November 06, 2012
BARCELONA, Spain, Nov. 6 – With energy efficiency as an objective in HPC, the Barcelona Supercomputing Center (BSC) has deployed a new prototype cluster to explore alternate architectures. The prototype combines energy-efficient ARM cores with a mobile GPU accelerator, and currently achieves 5 GFLOPS per Watt in Single Precision computation (0.8 GFLOPS/Watt in Double Precision), improving on current accelerator-based systems for GPU-centric applications.
Co-funded by the Partnership for Advanced Computing in Europe (PRACE) initiative, the cluster, built of 16 nodes of Quad-core Tegra3 SoC plus a Quadro 1000M mobile GPU connected through a Gigabit Ethernet network, is based on the previous experience of the 256-node Tegra2 cluster deployed in 2011.
PRACE is exploring a set of prototypes to test and evaluate promising new technologies for future multi-PFLOPS systems. In this context some pre-production prototypes have already been installed at HPC centres of PRACE partners such as France (GENCI), Sweden (SNIC) and Ireland (ICHEC), among others. A common goal of all prototypes is to evaluate energy efficiency to estimate the suitability of those components for future high-end systems.

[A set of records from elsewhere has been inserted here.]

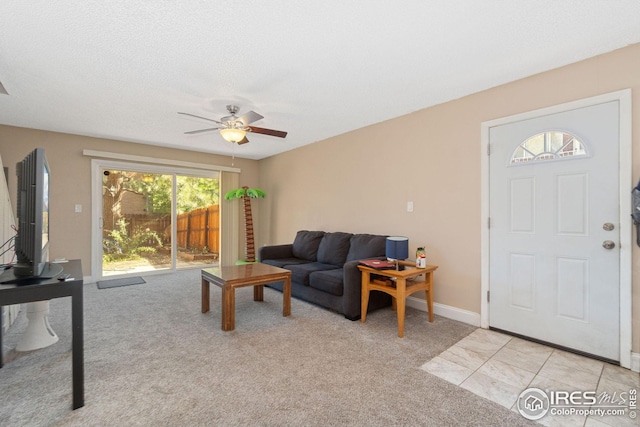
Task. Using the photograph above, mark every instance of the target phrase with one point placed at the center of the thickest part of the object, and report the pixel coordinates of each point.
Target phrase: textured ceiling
(123, 69)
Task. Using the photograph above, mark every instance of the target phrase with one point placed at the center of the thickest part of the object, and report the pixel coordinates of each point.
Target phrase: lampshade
(233, 134)
(397, 247)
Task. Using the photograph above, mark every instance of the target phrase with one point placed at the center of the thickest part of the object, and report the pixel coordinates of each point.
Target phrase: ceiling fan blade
(271, 132)
(200, 117)
(250, 117)
(193, 132)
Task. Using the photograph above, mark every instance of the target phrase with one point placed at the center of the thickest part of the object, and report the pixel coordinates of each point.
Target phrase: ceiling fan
(233, 128)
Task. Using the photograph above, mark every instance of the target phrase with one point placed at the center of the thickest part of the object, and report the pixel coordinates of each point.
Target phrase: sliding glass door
(152, 219)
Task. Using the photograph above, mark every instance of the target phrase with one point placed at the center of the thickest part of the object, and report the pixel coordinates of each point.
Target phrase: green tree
(246, 194)
(121, 245)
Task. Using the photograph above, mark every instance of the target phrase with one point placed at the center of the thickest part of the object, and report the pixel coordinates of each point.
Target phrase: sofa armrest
(275, 252)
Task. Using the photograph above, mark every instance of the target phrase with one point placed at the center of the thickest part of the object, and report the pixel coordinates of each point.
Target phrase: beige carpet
(152, 359)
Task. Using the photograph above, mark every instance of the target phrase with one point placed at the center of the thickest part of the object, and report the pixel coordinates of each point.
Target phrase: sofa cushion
(366, 246)
(306, 243)
(284, 261)
(300, 272)
(330, 281)
(333, 248)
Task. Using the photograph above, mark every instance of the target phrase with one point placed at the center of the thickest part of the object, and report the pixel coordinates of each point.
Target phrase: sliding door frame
(98, 165)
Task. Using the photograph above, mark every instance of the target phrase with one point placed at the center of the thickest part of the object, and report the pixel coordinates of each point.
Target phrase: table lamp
(397, 248)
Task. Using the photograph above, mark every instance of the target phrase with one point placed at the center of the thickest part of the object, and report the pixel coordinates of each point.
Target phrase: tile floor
(499, 367)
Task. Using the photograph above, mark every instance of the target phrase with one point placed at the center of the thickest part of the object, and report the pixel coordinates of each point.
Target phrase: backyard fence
(196, 230)
(199, 229)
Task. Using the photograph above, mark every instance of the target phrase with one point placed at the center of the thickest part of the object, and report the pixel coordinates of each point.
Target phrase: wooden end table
(236, 276)
(399, 289)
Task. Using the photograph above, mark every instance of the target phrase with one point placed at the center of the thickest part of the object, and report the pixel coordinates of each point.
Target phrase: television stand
(46, 290)
(50, 271)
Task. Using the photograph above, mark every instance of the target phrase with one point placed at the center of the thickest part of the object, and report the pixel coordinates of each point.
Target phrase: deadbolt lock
(608, 244)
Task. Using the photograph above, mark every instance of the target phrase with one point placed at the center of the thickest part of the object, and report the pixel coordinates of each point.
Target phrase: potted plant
(246, 194)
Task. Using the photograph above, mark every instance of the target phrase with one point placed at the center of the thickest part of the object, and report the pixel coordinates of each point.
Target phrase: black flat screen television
(32, 238)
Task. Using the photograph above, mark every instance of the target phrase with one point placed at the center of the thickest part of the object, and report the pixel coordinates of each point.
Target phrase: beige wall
(361, 181)
(71, 179)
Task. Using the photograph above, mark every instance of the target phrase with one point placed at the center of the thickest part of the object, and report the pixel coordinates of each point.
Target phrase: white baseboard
(447, 311)
(635, 362)
(472, 318)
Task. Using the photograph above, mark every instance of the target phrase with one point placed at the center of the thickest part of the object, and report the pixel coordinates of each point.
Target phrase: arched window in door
(552, 145)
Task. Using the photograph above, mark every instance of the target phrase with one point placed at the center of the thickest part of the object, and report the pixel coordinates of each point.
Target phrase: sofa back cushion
(306, 243)
(333, 248)
(366, 246)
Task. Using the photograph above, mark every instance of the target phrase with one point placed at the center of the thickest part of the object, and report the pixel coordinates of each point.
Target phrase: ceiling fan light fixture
(233, 134)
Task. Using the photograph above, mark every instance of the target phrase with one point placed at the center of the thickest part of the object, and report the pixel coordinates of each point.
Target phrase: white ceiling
(122, 69)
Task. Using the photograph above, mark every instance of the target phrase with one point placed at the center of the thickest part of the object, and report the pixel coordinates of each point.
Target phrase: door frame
(96, 203)
(625, 187)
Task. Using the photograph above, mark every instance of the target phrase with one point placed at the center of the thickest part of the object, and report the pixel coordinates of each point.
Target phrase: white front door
(554, 257)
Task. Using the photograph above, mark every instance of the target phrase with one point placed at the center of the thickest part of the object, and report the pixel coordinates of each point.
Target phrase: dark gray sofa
(324, 268)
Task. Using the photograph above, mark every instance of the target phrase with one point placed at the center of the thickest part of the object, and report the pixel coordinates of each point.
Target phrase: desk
(49, 289)
(398, 289)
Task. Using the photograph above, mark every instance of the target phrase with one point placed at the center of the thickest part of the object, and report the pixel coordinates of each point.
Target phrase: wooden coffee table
(236, 276)
(399, 289)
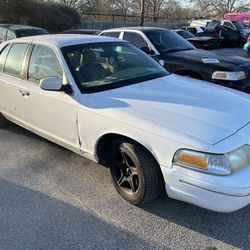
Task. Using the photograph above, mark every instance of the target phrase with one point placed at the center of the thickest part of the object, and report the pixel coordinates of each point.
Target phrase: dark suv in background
(179, 56)
(11, 31)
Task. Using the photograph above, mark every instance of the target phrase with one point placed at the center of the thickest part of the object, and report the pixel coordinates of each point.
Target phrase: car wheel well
(105, 141)
(190, 74)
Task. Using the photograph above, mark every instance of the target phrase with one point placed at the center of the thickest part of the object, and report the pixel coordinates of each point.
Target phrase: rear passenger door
(52, 114)
(11, 68)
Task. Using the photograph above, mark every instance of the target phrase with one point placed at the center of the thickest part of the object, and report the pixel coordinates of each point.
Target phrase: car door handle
(24, 92)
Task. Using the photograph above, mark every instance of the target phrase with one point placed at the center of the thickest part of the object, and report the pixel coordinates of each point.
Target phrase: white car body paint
(164, 115)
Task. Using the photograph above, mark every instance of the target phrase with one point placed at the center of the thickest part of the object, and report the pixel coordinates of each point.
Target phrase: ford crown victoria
(108, 101)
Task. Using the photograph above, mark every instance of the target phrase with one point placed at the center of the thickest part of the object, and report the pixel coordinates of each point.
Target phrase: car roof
(63, 40)
(139, 28)
(15, 27)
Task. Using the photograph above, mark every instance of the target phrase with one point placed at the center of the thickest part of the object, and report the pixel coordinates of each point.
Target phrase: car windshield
(30, 32)
(185, 34)
(238, 25)
(168, 41)
(103, 66)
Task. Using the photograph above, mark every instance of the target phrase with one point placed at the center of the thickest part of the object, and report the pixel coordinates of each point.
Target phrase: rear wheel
(135, 173)
(3, 121)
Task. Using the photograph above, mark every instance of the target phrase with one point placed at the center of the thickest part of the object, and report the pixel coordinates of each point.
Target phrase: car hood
(176, 107)
(200, 56)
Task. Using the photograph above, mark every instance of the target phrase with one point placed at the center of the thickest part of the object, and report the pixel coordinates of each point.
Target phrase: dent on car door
(52, 114)
(11, 64)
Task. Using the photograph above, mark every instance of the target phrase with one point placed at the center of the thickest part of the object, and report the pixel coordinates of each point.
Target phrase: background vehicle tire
(135, 173)
(3, 121)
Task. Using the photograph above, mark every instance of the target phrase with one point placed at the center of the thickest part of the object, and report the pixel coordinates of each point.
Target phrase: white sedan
(108, 101)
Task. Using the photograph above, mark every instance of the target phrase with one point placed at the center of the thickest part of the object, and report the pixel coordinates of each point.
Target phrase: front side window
(14, 61)
(111, 34)
(135, 39)
(31, 32)
(238, 25)
(228, 25)
(2, 34)
(102, 66)
(168, 41)
(185, 34)
(3, 55)
(43, 64)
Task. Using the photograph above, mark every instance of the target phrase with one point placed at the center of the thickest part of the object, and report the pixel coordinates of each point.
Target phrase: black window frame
(29, 55)
(10, 45)
(108, 32)
(23, 62)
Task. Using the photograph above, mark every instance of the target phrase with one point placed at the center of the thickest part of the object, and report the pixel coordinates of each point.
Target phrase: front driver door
(52, 114)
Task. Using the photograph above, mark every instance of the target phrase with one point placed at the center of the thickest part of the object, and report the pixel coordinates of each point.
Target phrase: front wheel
(3, 121)
(135, 173)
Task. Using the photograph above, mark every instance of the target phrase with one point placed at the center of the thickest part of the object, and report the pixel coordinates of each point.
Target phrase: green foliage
(54, 17)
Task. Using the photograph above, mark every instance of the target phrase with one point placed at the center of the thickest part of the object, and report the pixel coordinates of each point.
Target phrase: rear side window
(111, 34)
(2, 34)
(43, 64)
(3, 55)
(14, 61)
(135, 39)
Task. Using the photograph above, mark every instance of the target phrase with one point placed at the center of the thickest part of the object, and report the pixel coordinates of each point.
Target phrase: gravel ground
(51, 198)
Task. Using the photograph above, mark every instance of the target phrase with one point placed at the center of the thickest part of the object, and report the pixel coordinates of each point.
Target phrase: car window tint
(13, 65)
(228, 24)
(135, 39)
(2, 34)
(43, 64)
(10, 35)
(111, 34)
(3, 55)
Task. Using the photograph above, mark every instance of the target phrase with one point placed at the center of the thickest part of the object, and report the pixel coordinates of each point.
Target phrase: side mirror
(147, 50)
(51, 84)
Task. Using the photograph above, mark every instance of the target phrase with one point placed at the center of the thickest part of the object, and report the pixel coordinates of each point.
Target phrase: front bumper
(217, 193)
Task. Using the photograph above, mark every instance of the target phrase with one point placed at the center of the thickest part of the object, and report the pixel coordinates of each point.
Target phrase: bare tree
(217, 8)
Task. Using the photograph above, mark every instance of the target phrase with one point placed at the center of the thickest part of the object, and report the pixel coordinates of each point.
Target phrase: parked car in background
(228, 36)
(235, 25)
(243, 18)
(82, 31)
(11, 31)
(199, 42)
(154, 130)
(200, 22)
(194, 30)
(246, 47)
(179, 56)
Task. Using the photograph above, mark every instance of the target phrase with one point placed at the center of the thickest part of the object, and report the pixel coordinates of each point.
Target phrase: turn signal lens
(193, 160)
(228, 75)
(220, 75)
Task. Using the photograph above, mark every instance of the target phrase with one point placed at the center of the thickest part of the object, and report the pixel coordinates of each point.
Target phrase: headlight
(239, 158)
(217, 164)
(208, 163)
(227, 75)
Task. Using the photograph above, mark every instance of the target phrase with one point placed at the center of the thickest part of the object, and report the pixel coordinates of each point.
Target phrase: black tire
(3, 121)
(135, 173)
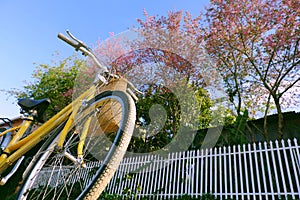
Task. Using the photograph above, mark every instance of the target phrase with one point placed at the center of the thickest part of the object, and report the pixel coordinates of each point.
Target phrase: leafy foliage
(256, 46)
(53, 81)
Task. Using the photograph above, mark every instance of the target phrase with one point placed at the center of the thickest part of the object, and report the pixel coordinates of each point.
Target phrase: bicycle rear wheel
(109, 120)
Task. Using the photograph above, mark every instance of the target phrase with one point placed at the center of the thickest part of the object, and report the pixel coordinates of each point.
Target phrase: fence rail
(253, 171)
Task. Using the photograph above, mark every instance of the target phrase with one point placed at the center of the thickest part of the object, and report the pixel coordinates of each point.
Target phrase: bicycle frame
(18, 147)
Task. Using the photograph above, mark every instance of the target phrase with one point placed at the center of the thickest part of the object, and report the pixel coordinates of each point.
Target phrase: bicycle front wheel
(92, 152)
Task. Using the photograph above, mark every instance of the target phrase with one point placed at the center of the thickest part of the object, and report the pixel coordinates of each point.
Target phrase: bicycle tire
(56, 177)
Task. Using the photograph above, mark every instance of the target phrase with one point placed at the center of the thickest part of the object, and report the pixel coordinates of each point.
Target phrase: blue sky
(28, 31)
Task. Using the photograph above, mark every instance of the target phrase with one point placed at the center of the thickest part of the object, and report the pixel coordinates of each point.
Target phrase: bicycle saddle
(39, 105)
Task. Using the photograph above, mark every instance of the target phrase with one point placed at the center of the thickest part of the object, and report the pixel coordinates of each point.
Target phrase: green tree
(55, 82)
(256, 46)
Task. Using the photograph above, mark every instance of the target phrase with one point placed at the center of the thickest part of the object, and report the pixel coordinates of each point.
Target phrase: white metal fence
(253, 171)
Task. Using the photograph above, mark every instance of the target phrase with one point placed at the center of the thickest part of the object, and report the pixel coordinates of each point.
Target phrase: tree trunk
(265, 120)
(280, 118)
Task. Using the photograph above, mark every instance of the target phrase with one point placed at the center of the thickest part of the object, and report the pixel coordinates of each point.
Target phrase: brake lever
(80, 43)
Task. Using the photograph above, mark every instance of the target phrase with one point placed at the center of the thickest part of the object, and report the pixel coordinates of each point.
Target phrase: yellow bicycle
(82, 145)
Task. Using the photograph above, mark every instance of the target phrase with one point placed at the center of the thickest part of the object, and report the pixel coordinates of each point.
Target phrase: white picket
(252, 171)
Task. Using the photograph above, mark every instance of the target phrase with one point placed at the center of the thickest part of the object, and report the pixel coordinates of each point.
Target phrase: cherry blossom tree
(256, 46)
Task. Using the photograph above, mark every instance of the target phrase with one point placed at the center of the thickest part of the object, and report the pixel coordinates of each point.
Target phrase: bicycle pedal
(4, 179)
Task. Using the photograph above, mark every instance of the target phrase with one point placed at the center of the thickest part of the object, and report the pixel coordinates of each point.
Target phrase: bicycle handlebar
(79, 45)
(67, 40)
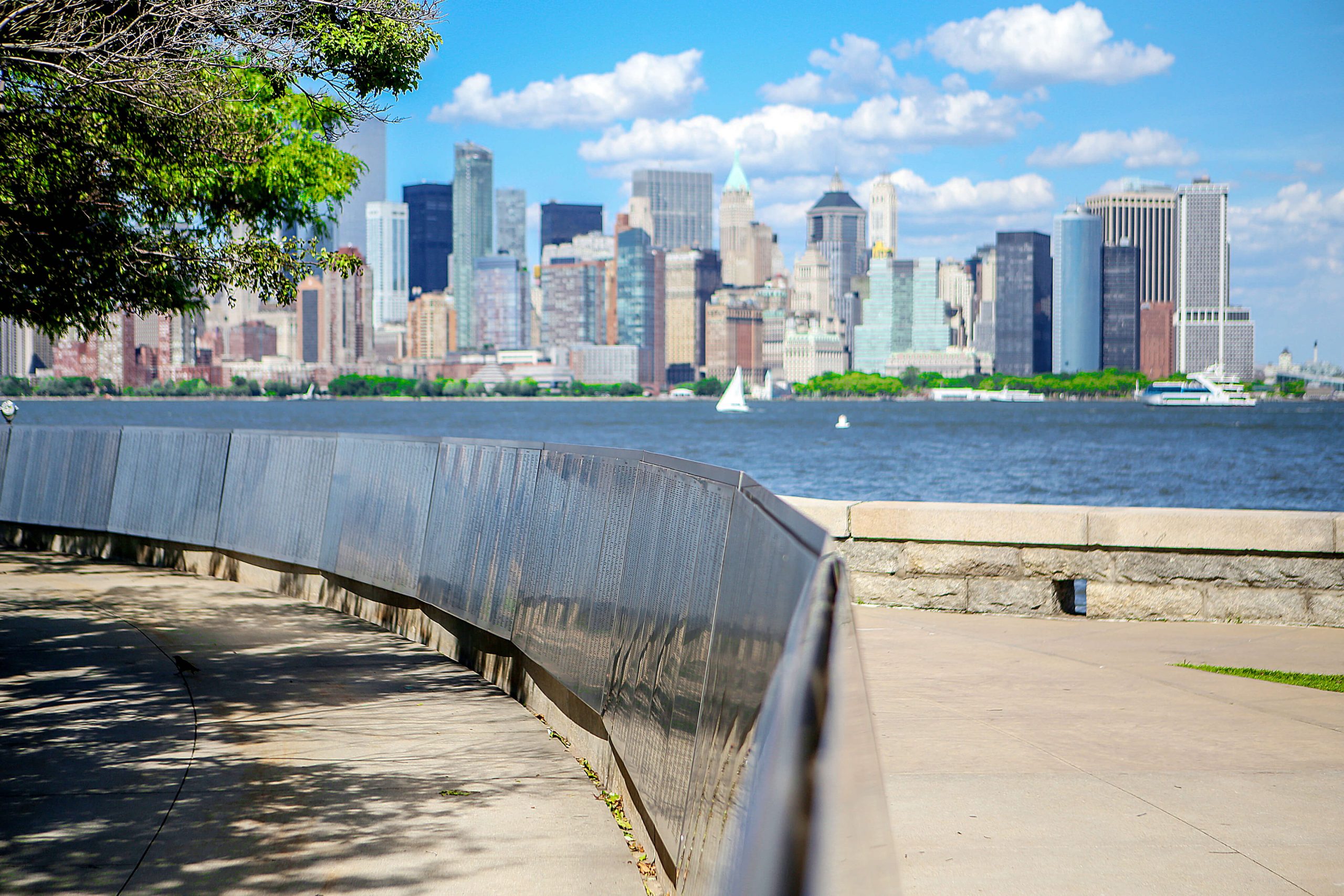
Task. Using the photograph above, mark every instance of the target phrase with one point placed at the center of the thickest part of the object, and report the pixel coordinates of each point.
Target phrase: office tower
(838, 229)
(639, 301)
(429, 327)
(562, 224)
(737, 242)
(1209, 328)
(887, 313)
(1144, 213)
(511, 224)
(346, 319)
(1022, 304)
(573, 301)
(387, 260)
(680, 207)
(984, 273)
(733, 340)
(1120, 307)
(503, 316)
(308, 301)
(958, 293)
(429, 236)
(692, 276)
(369, 143)
(1076, 288)
(474, 230)
(882, 213)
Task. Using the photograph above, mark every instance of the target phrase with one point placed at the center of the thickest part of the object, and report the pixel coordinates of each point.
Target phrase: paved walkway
(1065, 757)
(308, 757)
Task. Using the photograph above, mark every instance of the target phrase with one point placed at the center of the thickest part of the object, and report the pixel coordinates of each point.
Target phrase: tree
(155, 148)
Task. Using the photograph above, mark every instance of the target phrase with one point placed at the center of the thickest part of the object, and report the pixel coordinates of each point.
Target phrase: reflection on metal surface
(707, 623)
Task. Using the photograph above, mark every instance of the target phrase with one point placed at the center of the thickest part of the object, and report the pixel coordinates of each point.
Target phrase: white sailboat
(734, 400)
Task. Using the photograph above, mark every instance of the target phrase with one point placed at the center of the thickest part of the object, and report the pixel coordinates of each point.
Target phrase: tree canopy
(155, 150)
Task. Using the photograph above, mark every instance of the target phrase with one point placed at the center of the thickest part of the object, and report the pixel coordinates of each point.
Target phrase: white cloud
(855, 66)
(1033, 46)
(788, 139)
(643, 85)
(1143, 148)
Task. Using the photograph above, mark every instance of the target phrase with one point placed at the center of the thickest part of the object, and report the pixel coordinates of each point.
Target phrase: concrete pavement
(1057, 755)
(313, 753)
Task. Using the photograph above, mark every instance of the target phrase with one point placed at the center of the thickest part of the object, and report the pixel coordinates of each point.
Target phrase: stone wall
(1139, 563)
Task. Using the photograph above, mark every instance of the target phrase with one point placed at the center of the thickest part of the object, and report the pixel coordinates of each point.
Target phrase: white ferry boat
(1209, 388)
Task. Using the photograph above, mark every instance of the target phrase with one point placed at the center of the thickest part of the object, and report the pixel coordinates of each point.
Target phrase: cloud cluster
(1033, 46)
(1143, 148)
(643, 85)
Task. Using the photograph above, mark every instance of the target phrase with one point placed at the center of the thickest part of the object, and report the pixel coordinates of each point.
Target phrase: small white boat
(734, 400)
(1209, 388)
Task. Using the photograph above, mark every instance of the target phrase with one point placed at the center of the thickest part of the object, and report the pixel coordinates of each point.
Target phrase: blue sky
(990, 117)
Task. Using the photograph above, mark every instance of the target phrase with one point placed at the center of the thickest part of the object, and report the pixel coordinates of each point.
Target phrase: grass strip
(1300, 679)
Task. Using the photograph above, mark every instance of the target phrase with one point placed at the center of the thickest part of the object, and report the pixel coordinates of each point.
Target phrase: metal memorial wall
(701, 617)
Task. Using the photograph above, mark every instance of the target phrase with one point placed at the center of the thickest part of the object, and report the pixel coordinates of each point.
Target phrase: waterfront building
(511, 224)
(429, 236)
(368, 141)
(882, 213)
(561, 222)
(573, 301)
(344, 316)
(430, 332)
(1120, 307)
(691, 279)
(1022, 304)
(1144, 213)
(1209, 328)
(675, 207)
(503, 319)
(984, 273)
(640, 301)
(1076, 292)
(733, 339)
(474, 231)
(838, 230)
(605, 364)
(387, 260)
(810, 351)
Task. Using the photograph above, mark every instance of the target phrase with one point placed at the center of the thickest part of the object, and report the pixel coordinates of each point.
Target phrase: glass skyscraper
(474, 231)
(1076, 287)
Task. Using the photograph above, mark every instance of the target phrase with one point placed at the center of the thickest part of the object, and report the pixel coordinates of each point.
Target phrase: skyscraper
(1076, 287)
(680, 205)
(1022, 304)
(503, 308)
(838, 229)
(370, 145)
(387, 260)
(511, 224)
(639, 301)
(562, 224)
(429, 236)
(1144, 214)
(1209, 328)
(474, 230)
(882, 213)
(1120, 307)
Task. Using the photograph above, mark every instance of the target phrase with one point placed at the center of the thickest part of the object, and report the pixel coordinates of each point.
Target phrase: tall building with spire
(882, 213)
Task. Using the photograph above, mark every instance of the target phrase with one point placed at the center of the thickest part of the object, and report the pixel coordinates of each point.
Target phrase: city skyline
(975, 145)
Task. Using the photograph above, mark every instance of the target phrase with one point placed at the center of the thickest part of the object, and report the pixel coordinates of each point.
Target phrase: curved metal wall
(706, 621)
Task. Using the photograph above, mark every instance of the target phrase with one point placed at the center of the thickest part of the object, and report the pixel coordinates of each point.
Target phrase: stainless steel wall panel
(276, 493)
(662, 635)
(170, 484)
(61, 476)
(378, 508)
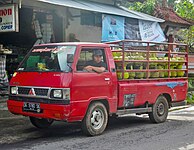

“Our goal is to build and evaluate potentially interesting architectures, even before they are mature enough for commercial exploitation, so that they can be well understood and ready to use when they reach the market.”, says Alex Ramirez, Heterogeneous Architectures Group Leader at the BSC.
The new Spanish prototype will be located on the BSC premises. It will be used to develop the system software stack on this new kind of architectures, perform scalability tests on a moderate number of computer nodes, and evaluate how BSC’s OmpSs programming model mitigates the impact of limited memory and bandwidth from using low-end components. These prototypes accelerate the software development, and help computer architects investigate different hardware possibilities and programming paradigms towards the future design of energy efficient supercomputers.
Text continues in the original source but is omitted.